Przez większą część wyścigu wierzono, że Justin Wilson wyjdzie zwycięsko i zapisze piękną kartę w historii wyścigu.IndyCar. Wyrzucony zimą przez stajnię NewmanaHaas-Lanigan, który wolał nazwisko i wschodzący talent młodego Grahama Rahala oraz sponsorów doświadczonego Roberta Doornbosa, Wilson zawdzięczał swoje zbawienie jedynie zaufaniu, jakim obdarzył go Dale Coyne na kilka tygodni przed rozpoczęciem sezonu. I słusznie, skoro Brytyjczyk wspiął się na pierwszy rząd pola startowego obok Rahala (jego byłego kolegi z drużyny NHL) i przez długi czas był kandydatem do zwycięstwa. Po objęciu prowadzenia w wyścigu przegrał z Briscoe i Amerykaninem Ryanem Hunterem Rayem.

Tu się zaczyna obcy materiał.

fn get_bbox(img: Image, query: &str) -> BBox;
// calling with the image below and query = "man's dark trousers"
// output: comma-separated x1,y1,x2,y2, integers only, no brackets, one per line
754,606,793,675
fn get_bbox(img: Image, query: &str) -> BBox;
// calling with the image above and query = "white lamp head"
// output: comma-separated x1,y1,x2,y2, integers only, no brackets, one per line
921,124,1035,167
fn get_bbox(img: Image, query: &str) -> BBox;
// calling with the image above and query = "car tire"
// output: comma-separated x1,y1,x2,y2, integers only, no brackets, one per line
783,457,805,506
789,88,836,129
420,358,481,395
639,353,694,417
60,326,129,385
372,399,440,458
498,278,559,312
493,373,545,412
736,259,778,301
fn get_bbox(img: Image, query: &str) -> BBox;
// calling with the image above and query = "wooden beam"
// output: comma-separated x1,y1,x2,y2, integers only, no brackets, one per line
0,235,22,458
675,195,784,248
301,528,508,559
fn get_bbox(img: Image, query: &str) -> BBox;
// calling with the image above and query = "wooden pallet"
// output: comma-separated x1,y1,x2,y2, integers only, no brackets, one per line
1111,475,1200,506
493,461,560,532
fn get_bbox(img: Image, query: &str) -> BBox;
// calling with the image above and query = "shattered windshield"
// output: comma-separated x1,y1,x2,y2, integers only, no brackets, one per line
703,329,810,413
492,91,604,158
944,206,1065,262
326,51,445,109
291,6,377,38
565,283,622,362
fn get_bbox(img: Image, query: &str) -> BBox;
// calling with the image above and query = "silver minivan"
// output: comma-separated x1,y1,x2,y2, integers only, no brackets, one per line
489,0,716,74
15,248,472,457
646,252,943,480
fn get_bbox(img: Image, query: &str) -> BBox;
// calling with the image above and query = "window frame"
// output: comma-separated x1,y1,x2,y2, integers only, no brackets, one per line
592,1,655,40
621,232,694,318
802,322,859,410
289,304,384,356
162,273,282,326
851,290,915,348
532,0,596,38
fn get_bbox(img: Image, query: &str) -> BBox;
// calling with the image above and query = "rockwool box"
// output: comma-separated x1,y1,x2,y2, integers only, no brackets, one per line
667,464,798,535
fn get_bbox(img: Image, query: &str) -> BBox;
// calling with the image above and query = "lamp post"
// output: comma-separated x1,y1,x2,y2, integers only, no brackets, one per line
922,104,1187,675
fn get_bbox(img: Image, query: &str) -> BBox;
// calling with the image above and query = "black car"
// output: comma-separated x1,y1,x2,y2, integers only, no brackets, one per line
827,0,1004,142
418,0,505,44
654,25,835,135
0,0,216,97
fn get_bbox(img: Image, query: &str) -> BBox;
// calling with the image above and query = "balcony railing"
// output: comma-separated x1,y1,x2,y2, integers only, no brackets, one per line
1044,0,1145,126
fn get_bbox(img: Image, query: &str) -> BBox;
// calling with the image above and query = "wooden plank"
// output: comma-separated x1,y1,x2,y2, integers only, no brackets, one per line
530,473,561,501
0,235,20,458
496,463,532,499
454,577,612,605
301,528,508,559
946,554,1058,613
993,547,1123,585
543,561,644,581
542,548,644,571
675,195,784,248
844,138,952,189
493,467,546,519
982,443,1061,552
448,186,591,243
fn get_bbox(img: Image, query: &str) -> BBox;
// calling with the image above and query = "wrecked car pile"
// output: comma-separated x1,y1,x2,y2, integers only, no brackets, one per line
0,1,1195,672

Za powrót do mistrzostw po trudnej próbie Nascar, Dario Franchitti (mistrz IndyCar i zwycięzca Indy 500 w 2007 r.) zajął 4. miejsce w finale, wyprzedzając Tony'ego Kanaana.

Jeśli chodzi o Grahama Rahala, który startował z pole position, w pierwszym zakręcie pierwszego okrążenia został uderzony przez Tony’ego Kanaana i ostatecznie zajął 7. miejsce.

Należy pamiętać, że tylko dziewięć samochodów z dwudziestu jeden na starcie dojechało na kolanach lidera.